Mesurer la performance par des notes, lettres, points, indicateurs divers n’a rien de nouveau. Les professeurs notent les élèves. Les employeurs évaluent leurs collaborateurs. Ils le font en qualité d’experts.
C’est en matière de services, d’interactions, de transactions, que le monde ne semble plus pouvoir se passer de mesurer notre satisfaction. Nous voici donc soudain (experts ?) notant pêle-mêle déplacements, livraisons, professions libérales, dépannages, propreté des lieux, etc. Au prétexte d’amélioration continue, le monde tournerait-il soudain (mieux) autour d’étoiles, points, pouces levés ou en berne, boutons « sourire » ou « grimace »?
Il n’est pas rare que des employés annoncent aux clients qu’une demande d’évaluation de 0 à 10 leur parviendra. Et de préciser que 7-8 est une note moyenne, tandis que 9-10 correspond à une très bonne prestation. Face à l’absurdité, on serait tenté de s’abstenir d’évaluer. A moins que l’absence de note ne s’avère pénalisante pour le collaborateur !?
A coup de « j’aime » ou « je n’aime pas », qui, de la prestation ou de la personne, évaluons-nous au juste? Avec quelle incidence sur son travail, sa rémunération ? A brasser des étoiles, points, sourires et grimaces, j’ai pour ma part l’impression d’agir sur le symptôme plutôt que sur la source, de donner une réaction simpliste à une question souvent multifactorielle.
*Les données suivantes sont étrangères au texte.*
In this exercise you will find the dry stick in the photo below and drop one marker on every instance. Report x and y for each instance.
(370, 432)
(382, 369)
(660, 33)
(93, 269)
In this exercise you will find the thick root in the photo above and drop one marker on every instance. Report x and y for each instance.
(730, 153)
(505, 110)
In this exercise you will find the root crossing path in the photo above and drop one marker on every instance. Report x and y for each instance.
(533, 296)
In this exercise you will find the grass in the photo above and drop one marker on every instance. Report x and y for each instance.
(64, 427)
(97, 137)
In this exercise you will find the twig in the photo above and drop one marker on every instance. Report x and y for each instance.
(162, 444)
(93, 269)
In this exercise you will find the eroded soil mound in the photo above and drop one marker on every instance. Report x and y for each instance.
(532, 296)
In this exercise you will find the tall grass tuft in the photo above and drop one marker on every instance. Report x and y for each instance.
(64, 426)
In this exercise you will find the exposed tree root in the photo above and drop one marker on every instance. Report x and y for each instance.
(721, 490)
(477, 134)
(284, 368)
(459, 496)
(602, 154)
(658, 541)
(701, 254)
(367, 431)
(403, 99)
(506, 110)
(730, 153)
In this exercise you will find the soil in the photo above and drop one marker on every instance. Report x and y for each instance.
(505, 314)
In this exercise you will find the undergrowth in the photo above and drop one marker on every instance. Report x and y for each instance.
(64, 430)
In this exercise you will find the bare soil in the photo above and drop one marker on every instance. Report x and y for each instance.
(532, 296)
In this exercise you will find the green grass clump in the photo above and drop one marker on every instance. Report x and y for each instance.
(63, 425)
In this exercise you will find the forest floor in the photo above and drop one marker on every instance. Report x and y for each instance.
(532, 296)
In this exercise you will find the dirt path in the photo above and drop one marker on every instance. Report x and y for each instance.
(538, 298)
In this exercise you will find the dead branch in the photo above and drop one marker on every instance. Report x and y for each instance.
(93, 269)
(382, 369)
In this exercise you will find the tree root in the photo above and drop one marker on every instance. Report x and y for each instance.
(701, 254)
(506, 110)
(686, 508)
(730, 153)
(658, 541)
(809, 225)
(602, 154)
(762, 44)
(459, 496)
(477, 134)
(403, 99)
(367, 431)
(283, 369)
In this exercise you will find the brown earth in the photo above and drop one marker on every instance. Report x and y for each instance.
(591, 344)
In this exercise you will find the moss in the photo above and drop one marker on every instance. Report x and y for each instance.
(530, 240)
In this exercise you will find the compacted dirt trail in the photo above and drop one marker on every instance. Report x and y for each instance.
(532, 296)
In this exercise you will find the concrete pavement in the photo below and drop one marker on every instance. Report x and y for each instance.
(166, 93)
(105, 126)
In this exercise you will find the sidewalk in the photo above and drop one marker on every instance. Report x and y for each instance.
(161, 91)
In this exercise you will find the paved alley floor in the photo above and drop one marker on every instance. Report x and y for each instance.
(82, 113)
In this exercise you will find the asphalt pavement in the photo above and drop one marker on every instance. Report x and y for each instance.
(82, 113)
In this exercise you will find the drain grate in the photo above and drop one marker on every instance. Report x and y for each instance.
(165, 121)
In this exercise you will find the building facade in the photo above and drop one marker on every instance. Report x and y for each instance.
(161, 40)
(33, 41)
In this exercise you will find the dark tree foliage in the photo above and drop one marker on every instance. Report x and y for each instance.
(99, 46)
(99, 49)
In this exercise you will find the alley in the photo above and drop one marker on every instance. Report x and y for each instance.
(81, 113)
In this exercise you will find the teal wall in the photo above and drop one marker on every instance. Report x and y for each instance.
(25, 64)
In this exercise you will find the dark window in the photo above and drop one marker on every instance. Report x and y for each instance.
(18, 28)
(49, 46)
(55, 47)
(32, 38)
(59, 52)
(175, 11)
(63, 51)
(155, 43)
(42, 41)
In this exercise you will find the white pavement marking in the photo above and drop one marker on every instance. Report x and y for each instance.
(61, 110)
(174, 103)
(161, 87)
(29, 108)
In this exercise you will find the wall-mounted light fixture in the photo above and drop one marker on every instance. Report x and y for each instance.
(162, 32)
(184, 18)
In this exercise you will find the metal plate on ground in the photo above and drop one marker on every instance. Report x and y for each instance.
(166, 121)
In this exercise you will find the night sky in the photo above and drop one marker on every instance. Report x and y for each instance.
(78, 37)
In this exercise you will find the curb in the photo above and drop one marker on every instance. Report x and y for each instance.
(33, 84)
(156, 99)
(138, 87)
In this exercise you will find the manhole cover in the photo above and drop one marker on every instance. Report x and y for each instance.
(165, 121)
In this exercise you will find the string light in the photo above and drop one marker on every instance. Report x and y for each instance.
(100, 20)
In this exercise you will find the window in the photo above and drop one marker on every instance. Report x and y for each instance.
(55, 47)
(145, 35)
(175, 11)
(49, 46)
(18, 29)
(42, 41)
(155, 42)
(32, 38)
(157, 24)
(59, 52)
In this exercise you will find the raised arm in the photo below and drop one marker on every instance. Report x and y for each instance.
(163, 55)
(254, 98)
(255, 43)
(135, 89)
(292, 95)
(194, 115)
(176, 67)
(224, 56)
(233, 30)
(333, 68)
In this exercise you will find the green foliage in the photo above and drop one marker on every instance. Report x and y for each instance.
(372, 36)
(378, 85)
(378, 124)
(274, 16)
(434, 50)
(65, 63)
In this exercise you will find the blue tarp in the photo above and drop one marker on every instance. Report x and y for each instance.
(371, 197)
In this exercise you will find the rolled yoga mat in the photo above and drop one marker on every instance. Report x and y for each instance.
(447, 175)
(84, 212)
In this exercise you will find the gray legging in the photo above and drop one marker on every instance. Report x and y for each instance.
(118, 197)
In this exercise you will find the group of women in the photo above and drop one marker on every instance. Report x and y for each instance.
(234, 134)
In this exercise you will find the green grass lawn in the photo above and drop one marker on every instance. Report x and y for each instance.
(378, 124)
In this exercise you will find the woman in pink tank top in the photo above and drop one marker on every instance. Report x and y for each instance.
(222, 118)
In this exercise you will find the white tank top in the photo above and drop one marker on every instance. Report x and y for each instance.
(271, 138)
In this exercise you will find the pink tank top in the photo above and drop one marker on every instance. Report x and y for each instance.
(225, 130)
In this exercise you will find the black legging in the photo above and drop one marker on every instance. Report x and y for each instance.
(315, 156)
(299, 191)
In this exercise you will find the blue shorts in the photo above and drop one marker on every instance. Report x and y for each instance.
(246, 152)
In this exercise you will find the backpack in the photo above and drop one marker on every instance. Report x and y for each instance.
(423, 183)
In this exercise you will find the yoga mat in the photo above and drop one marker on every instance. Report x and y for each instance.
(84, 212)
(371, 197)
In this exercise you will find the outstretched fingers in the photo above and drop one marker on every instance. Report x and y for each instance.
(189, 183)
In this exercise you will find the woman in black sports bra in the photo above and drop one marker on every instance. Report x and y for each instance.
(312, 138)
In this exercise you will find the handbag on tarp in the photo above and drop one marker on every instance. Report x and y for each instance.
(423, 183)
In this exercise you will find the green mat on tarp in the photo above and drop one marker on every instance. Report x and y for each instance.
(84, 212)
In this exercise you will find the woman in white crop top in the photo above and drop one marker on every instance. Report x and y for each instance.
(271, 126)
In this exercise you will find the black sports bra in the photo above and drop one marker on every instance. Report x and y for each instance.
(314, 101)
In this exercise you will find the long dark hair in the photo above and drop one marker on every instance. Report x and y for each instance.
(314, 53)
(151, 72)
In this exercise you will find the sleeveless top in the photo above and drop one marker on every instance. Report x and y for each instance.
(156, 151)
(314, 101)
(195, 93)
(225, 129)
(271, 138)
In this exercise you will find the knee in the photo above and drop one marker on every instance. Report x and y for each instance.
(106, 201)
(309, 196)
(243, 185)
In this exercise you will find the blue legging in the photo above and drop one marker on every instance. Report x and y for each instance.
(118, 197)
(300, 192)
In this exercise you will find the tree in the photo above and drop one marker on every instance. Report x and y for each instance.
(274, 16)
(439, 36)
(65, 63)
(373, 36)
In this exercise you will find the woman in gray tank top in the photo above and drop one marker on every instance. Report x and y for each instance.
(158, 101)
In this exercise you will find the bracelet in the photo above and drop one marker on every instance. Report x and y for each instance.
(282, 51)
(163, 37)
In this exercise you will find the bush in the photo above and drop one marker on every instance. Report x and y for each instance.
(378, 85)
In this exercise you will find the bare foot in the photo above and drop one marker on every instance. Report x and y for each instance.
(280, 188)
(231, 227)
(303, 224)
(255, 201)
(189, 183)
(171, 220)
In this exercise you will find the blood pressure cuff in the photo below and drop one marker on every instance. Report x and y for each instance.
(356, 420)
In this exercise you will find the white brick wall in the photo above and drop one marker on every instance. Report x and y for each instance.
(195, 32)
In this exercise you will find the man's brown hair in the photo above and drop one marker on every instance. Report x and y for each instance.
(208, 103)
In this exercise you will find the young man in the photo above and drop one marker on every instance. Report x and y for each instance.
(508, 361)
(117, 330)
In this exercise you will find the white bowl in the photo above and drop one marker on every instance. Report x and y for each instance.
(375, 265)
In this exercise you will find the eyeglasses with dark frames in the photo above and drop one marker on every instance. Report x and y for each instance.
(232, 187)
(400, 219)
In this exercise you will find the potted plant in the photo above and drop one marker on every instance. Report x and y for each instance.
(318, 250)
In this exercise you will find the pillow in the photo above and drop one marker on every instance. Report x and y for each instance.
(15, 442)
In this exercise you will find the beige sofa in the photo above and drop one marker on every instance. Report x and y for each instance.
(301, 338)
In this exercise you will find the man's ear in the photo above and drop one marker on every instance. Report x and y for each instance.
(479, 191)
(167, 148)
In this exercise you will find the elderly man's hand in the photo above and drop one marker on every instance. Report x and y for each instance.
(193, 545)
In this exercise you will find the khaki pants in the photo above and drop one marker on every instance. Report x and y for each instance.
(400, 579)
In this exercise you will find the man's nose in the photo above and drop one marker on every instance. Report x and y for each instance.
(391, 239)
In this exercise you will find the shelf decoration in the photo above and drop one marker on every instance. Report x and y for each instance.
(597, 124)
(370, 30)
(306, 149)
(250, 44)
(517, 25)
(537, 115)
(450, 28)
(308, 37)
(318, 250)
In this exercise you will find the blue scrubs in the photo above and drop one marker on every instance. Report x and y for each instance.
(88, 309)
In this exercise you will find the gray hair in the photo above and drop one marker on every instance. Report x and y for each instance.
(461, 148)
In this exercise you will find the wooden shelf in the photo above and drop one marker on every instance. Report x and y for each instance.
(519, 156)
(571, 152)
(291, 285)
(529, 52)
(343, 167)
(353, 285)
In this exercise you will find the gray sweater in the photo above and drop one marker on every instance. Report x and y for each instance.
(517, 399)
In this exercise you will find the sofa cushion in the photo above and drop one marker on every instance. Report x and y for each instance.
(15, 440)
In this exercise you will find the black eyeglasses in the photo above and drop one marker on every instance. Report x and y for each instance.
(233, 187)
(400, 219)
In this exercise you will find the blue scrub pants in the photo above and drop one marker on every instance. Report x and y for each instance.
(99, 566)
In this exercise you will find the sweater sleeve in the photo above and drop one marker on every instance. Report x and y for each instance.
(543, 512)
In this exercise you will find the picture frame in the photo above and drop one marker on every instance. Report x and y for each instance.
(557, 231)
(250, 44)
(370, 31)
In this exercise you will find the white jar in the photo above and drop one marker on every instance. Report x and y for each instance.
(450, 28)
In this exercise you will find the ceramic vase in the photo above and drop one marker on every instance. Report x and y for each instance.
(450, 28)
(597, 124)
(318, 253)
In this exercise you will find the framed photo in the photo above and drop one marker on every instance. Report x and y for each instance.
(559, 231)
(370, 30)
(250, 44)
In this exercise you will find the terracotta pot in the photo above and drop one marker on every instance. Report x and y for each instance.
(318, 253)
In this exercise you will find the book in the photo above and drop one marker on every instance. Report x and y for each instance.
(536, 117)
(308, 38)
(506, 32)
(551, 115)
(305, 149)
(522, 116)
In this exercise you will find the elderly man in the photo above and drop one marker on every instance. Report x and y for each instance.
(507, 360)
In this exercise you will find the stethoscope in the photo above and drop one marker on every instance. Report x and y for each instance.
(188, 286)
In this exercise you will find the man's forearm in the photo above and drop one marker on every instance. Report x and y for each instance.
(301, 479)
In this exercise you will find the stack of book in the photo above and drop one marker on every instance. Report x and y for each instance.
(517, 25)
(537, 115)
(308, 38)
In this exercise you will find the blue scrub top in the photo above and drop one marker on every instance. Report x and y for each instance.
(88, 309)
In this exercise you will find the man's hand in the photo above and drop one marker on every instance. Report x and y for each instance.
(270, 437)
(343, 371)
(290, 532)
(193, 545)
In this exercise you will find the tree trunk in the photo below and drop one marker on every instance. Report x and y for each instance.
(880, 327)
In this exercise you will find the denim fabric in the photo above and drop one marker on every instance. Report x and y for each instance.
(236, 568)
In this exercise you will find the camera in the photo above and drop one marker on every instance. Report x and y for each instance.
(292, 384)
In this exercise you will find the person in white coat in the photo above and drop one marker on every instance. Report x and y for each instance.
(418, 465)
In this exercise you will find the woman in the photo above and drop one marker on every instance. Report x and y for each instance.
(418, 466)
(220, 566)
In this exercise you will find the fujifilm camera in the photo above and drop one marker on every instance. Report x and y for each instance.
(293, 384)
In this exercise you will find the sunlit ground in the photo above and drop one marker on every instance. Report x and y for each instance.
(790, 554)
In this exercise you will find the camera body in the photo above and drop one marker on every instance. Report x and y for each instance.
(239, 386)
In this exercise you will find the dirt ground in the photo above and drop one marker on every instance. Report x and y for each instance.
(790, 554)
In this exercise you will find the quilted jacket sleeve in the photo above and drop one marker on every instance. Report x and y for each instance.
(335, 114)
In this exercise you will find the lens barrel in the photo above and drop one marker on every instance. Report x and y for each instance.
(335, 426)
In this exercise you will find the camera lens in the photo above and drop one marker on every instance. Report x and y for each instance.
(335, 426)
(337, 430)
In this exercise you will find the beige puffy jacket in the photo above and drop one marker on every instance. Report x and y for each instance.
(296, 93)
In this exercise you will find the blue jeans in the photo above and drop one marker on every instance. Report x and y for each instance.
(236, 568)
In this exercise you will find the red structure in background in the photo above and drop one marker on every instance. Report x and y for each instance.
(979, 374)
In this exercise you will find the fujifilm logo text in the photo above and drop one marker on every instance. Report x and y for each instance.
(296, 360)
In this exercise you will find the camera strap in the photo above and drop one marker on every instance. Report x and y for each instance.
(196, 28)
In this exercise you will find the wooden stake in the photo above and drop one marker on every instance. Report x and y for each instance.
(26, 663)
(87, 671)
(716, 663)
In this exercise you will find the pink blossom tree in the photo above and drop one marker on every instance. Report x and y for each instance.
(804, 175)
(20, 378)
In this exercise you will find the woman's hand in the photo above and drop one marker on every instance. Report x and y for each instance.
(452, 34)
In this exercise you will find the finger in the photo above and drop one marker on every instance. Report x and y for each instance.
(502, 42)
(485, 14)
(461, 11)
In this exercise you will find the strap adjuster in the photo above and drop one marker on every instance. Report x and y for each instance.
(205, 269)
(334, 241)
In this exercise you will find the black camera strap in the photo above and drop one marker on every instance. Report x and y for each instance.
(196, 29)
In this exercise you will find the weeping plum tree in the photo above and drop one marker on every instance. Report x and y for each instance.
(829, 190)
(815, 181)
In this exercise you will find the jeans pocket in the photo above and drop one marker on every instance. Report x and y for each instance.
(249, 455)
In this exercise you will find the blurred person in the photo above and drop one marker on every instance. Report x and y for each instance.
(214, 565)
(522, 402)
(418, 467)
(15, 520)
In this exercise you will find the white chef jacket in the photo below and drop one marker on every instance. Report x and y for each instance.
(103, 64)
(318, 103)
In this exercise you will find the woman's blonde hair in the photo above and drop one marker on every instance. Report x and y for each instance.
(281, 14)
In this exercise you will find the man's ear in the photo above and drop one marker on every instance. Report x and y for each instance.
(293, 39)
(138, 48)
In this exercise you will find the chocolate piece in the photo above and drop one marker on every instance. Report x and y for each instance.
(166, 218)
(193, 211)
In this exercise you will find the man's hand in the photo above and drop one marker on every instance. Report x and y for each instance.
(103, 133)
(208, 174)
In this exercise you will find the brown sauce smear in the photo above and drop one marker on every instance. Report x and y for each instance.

De contribuer davantage à la visibilité de l’entreprise par les moteurs de recherche, qu’à son excellence.
Je suis viscéralement attachée à la qualité du service, à l’amélioration des prestations, y compris des miennes. Et tout aussi consciente de la somme de facteurs qui construisent une réputation, outre les étoiles et les points.
Pensons au client qui évalue à quel point un professionnel a résolu sa situation, sachant que certains problèmes requièrent la collaboration du client. Pensons au patient évaluant un médecin qui, pour des raisons précises, ne lui prescrirait pas le traitement qu’il souhaite. Plaire est certes agréable mais dangereusement réducteur.
Allons un pas plus loin. Imaginons que des conjoints au seuil de la séparation, se notent «pour mieux servir le prochain partenaire». Que notre médecin note notre performance à suivre le traitement prescrit. Que notre degré de civisme pendant la pandémie soit noté (et par qui ?). Que les enfants évaluent leurs parents et vice-versa. Et si nos notes isolées s’agrégeaient pour nous attribuer une évaluation universelle ? Et si cette dernière nous donnait un accès plus ou moins aisé à un travail, un logement, un crédit, une relation amoureuse? A ce propos, je signale l’ouvrage « La nouvelle guerre des étoiles » de Vincent Coquaz et Ismael Halissat.
Je peux me tromper mais… notre discernement me semble être l’unique rempart pour ne pas répondre à n’importe quoi sans se demander qui et à quoi cela sert vraiment. Pour ne pas s’engouffrer dans des tendances inabouties. Pour raison garder au milieu des étoiles.